Same-gender marriage now formally has the backing of much of corporate America.
An astounding 379 companies signed an amicus brief that was filed on Thursday urging the Supreme Court to “affirm a uniform principle that all couples share in the right to marry.”
The brief makes the business case for such a decision, saying, “Employees with partners of the same sex should be permitted to marry if they so choose, and then should be treated identically to their married heterosexual counterparts. State laws that require otherwise impose a significant burden on us and harm our ability to attract and retain the best employees. Such laws force businesses to uphold discriminatory laws that run counter to important corporate values. In the end, economic growth suffers.”
The 379 friends of the court include 25 DiversityInc Top 50 companies: EY (No. 3), PricewaterhouseCoopers (No. 5), Procter & Gamble (No. 7), Prudential Financial (No. 8), Johnson & Johnson (No. 9), AT&T (No. 10), Deloitte (No. 11), Accenture (No. 12), Cummins (No. 15), Marriott International (No. 16), Wells Fargo (No. 17), Cox Enterprises (parent company of Cox Communications, No. 18), Aetna (No. 19), General Mills (No. 20), KPMG (No. 21), Target (No. 22), New York Life (No. 25), Northrop Grumman (No. 28), Colgate-Palmolive (No. 30), The Walt Disney Company (No. 34), Wyndham Worldwide (No. 39), Verizon Communications (No. 43), Comcast (No. 44) and TD Bank (No. 45).
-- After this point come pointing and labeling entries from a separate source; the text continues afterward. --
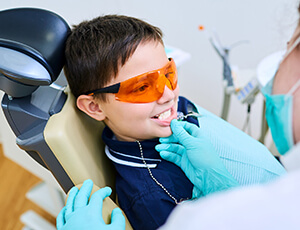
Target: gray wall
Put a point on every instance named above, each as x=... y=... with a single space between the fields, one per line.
x=266 y=24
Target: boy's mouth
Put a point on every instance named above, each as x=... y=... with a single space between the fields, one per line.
x=163 y=116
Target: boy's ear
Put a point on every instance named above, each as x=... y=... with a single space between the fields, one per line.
x=90 y=106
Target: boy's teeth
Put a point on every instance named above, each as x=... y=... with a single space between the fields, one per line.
x=164 y=115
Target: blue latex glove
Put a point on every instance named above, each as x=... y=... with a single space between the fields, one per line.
x=189 y=149
x=80 y=213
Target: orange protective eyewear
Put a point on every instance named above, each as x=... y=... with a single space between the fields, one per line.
x=144 y=88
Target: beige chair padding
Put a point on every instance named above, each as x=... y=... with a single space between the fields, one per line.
x=75 y=140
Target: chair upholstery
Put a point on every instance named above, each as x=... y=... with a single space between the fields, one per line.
x=75 y=140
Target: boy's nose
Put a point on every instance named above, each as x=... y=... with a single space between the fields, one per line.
x=167 y=96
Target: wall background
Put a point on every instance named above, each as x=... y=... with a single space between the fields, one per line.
x=266 y=24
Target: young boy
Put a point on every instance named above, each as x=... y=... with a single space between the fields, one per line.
x=117 y=68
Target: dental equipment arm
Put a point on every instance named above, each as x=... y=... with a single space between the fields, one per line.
x=195 y=155
x=80 y=213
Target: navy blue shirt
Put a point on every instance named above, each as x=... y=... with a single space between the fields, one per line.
x=145 y=203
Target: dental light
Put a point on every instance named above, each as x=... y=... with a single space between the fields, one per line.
x=30 y=49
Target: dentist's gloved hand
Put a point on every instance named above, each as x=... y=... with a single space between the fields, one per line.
x=189 y=149
x=82 y=214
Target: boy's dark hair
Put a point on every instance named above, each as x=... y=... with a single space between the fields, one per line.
x=96 y=49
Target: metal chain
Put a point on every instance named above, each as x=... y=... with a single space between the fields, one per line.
x=151 y=175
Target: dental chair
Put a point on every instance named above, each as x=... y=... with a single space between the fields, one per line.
x=42 y=114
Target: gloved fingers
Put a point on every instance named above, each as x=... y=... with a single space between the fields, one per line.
x=83 y=194
x=60 y=219
x=98 y=197
x=117 y=219
x=171 y=156
x=70 y=202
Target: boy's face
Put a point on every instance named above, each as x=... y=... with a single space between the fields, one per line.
x=139 y=121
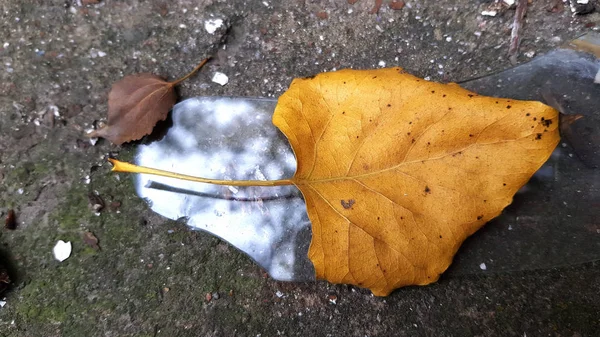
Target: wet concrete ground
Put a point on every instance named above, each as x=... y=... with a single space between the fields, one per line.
x=153 y=277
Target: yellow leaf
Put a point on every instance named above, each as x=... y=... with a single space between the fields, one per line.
x=397 y=171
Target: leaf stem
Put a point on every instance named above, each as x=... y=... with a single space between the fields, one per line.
x=176 y=82
x=119 y=166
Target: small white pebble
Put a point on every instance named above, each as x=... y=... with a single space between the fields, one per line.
x=62 y=250
x=212 y=25
x=220 y=78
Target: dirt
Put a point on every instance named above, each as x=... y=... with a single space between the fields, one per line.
x=151 y=276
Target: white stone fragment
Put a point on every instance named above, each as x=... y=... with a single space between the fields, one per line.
x=212 y=25
x=62 y=250
x=220 y=78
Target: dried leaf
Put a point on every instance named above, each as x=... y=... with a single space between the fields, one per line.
x=397 y=172
x=91 y=240
x=10 y=222
x=136 y=103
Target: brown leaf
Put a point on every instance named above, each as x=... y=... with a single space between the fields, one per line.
x=10 y=222
x=91 y=240
x=397 y=172
x=136 y=103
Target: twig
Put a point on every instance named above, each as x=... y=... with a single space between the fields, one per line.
x=515 y=38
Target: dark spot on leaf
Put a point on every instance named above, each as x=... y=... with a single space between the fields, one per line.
x=347 y=204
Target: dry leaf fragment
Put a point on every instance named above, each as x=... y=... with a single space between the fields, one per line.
x=10 y=222
x=136 y=103
x=397 y=172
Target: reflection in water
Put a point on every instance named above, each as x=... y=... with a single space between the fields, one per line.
x=553 y=220
x=229 y=138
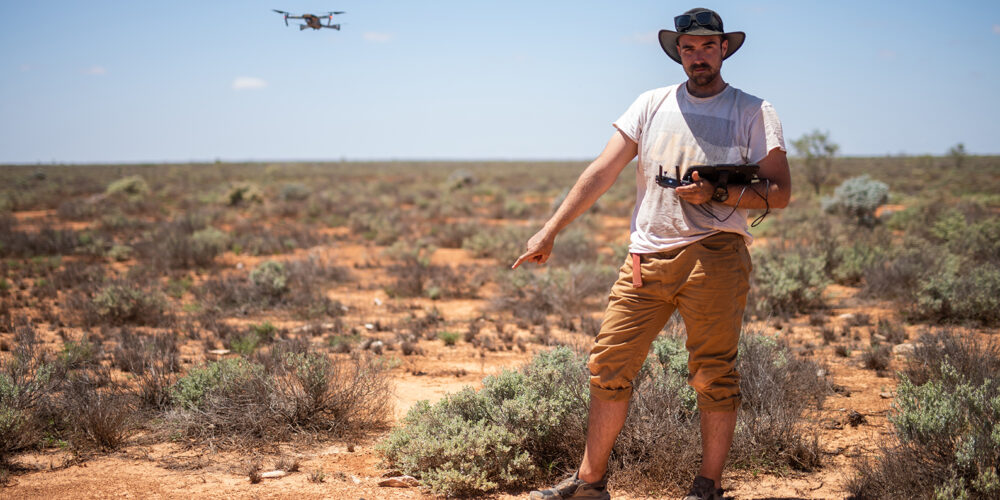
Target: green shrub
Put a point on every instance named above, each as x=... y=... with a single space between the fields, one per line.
x=505 y=244
x=473 y=442
x=208 y=243
x=244 y=194
x=247 y=343
x=449 y=338
x=131 y=187
x=945 y=416
x=125 y=302
x=383 y=228
x=76 y=354
x=270 y=277
x=192 y=390
x=858 y=197
x=119 y=252
x=525 y=425
x=960 y=294
x=787 y=282
x=28 y=382
x=286 y=390
x=567 y=291
x=855 y=261
x=294 y=192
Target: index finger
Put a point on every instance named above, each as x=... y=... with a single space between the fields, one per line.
x=519 y=261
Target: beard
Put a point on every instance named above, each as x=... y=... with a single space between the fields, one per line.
x=701 y=78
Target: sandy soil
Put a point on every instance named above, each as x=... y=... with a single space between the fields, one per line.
x=352 y=469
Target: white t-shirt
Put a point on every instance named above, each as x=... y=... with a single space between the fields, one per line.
x=674 y=128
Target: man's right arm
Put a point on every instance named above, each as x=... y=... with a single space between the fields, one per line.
x=593 y=182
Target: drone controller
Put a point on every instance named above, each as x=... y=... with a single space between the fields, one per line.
x=721 y=175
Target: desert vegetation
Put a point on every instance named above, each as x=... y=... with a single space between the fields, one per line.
x=250 y=310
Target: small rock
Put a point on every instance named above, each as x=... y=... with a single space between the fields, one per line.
x=855 y=419
x=400 y=482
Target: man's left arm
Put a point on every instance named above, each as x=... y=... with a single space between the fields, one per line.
x=775 y=186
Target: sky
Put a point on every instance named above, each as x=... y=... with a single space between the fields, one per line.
x=145 y=81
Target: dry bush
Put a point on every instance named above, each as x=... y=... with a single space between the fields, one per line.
x=239 y=402
x=253 y=238
x=525 y=426
x=184 y=243
x=153 y=360
x=97 y=412
x=296 y=284
x=975 y=360
x=568 y=291
x=27 y=383
x=415 y=276
x=121 y=301
x=945 y=417
x=777 y=388
x=46 y=241
x=877 y=357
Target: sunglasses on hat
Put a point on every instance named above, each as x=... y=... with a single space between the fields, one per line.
x=706 y=19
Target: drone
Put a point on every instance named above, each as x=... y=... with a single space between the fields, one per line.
x=312 y=20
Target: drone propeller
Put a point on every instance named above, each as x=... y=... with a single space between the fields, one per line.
x=282 y=12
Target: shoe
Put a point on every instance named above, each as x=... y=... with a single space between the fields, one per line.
x=574 y=487
x=704 y=489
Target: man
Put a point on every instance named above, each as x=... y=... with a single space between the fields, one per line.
x=688 y=248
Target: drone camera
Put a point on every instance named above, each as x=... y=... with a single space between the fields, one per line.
x=671 y=182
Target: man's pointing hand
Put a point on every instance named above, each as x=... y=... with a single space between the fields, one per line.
x=538 y=249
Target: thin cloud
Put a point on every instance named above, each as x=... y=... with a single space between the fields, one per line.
x=248 y=83
x=375 y=37
x=649 y=38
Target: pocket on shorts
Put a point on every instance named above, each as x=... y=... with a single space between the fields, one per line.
x=724 y=243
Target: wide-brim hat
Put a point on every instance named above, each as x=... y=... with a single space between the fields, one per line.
x=668 y=39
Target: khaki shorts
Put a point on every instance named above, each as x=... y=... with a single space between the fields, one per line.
x=707 y=282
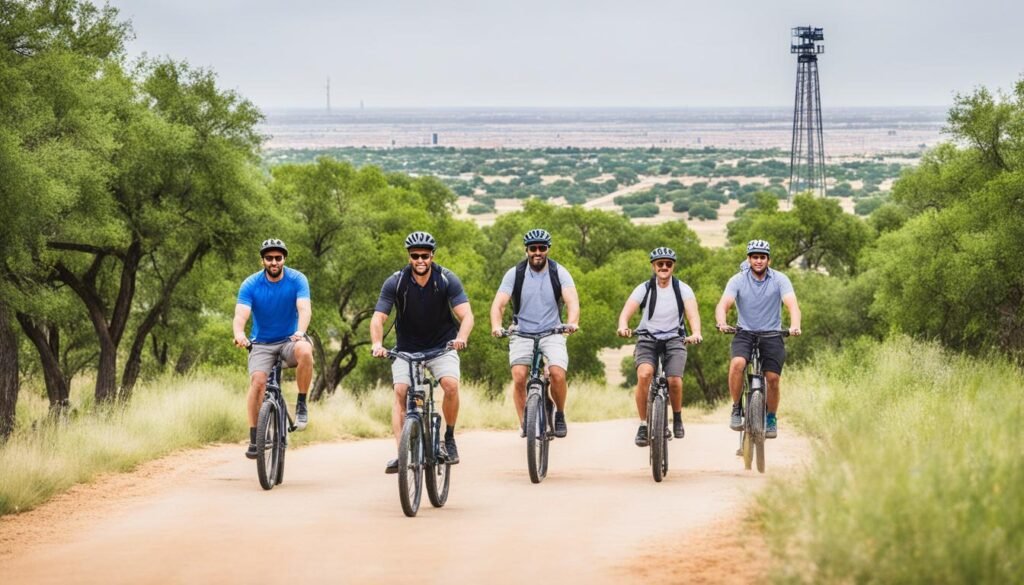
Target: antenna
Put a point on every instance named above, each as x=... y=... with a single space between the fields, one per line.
x=807 y=159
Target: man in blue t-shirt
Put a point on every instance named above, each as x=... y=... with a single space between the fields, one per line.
x=278 y=299
x=537 y=305
x=759 y=293
x=425 y=296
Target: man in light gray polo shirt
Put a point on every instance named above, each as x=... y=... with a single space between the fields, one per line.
x=759 y=293
x=537 y=288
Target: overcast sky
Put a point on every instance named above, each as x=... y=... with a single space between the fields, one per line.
x=584 y=52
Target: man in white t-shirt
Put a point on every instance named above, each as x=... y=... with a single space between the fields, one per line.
x=667 y=300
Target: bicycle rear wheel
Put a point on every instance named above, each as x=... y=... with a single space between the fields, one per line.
x=268 y=445
x=658 y=443
x=537 y=440
x=757 y=425
x=411 y=467
x=438 y=476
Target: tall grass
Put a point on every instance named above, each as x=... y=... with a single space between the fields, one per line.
x=919 y=476
x=45 y=457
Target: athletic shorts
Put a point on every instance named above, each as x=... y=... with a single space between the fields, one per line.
x=675 y=354
x=772 y=350
x=443 y=366
x=262 y=357
x=553 y=347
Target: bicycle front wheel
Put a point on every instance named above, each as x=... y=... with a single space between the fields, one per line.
x=268 y=445
x=411 y=467
x=537 y=440
x=658 y=443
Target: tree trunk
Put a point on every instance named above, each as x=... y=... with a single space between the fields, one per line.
x=48 y=347
x=8 y=374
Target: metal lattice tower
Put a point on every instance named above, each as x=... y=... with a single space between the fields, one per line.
x=807 y=159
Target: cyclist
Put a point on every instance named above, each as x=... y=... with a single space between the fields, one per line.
x=425 y=295
x=537 y=295
x=668 y=300
x=278 y=299
x=758 y=292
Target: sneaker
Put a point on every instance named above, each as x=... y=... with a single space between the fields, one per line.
x=560 y=428
x=453 y=451
x=736 y=420
x=641 y=440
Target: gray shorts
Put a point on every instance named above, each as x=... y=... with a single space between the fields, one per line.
x=264 y=356
x=443 y=366
x=553 y=347
x=675 y=354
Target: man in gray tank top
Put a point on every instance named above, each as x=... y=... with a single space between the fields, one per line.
x=759 y=293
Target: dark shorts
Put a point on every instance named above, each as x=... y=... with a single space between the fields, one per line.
x=675 y=354
x=772 y=350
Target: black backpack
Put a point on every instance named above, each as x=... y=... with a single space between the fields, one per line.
x=520 y=277
x=653 y=299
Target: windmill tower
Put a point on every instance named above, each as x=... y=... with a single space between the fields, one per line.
x=807 y=159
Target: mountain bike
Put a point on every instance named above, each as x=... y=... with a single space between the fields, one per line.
x=752 y=437
x=272 y=426
x=420 y=450
x=539 y=421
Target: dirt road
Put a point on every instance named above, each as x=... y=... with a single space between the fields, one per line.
x=203 y=518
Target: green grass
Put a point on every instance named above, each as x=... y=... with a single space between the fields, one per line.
x=919 y=475
x=44 y=458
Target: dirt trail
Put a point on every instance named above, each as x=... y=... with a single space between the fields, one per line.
x=598 y=517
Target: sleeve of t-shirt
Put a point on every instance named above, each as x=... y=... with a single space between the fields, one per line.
x=637 y=294
x=246 y=293
x=732 y=288
x=784 y=286
x=686 y=291
x=457 y=294
x=565 y=278
x=386 y=300
x=508 y=282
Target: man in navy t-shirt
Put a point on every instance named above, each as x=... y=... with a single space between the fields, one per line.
x=278 y=299
x=425 y=296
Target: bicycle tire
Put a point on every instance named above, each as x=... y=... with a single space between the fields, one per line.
x=658 y=444
x=757 y=418
x=438 y=476
x=536 y=440
x=411 y=467
x=268 y=442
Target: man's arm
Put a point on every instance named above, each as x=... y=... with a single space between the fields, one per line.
x=498 y=310
x=377 y=334
x=629 y=308
x=305 y=314
x=242 y=312
x=465 y=316
x=793 y=306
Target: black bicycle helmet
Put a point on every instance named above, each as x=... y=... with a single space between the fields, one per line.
x=420 y=240
x=662 y=253
x=273 y=244
x=537 y=237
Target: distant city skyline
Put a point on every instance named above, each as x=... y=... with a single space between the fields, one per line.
x=579 y=53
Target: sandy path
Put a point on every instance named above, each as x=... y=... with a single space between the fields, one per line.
x=336 y=518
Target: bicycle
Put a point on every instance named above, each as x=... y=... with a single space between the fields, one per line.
x=420 y=451
x=752 y=437
x=272 y=426
x=539 y=423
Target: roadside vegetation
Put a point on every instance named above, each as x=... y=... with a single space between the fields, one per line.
x=918 y=474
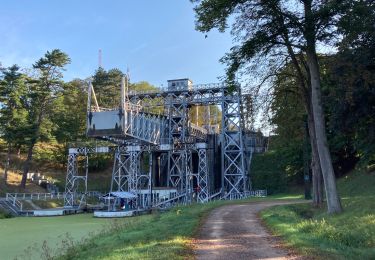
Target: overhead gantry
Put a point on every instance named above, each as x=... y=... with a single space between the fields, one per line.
x=190 y=161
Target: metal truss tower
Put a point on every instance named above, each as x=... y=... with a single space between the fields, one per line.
x=233 y=164
x=135 y=131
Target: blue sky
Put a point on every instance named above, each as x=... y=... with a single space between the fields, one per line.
x=156 y=39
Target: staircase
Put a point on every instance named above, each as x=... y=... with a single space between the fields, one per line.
x=13 y=208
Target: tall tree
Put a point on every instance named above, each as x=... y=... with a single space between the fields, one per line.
x=13 y=113
x=107 y=87
x=279 y=32
x=43 y=91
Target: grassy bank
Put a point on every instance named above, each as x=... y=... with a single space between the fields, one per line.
x=157 y=236
x=24 y=237
x=350 y=235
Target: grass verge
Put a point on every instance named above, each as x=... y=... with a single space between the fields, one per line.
x=350 y=235
x=157 y=236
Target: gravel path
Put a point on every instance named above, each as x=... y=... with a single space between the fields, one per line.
x=236 y=232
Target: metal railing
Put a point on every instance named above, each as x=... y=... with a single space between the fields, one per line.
x=46 y=196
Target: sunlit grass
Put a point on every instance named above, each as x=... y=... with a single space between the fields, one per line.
x=166 y=235
x=350 y=235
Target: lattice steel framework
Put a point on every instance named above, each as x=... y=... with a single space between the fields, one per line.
x=202 y=176
x=233 y=164
x=73 y=178
x=170 y=131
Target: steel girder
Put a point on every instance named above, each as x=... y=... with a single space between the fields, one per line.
x=233 y=164
x=72 y=179
x=202 y=176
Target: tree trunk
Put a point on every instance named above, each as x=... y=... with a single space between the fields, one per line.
x=7 y=163
x=29 y=158
x=315 y=163
x=18 y=151
x=27 y=164
x=333 y=201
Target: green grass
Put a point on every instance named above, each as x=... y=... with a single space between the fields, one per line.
x=21 y=233
x=350 y=235
x=157 y=236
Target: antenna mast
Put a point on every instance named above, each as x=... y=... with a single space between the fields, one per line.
x=100 y=59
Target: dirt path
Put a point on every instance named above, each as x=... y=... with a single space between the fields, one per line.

This includes six of the Top 10 and 17 of the Top 25.
Additionally, 11 members of DiversityInc’s 25 Noteworthy Companies signed the amicus brief—AIG, Boehringer Ingelheim, Bristol-Myers Squibb, Capital One, CVS Health, DuPont, The Hartford Financial Services Group, Hilton Worldwide, MassMutual Financial Services, Microsoft and Pfizer—as did Sempra Energy, No. 3 in the DiversityInc Top 5 Utilities.
Thirty-seven states and the District of Columbia currently allow same-gender marriage, and the Supreme Court announced in January that it would rule on the matter this summer. Given the rapid gains in LGBT rights over the last few years, most observers expect SCOTUS to declare that same-gender-marriage bans are unconstitutional, paving the way for couples of any type to marry in any of the 50 states.
The 13 states that still have constitutional bans on same-gender marriage are: Arkansas, Georgia, Kentucky, Louisiana, Michigan, Mississippi, Missouri, Nebraska, North Dakota, Ohio, South Dakota, Tennessee and Texas.
Last summer, the Supreme Court struck down a provision of the Defense of Marriage Act but opted not to hear an appeal on the legality of California’s Proposition 8 banning same-gender marriage.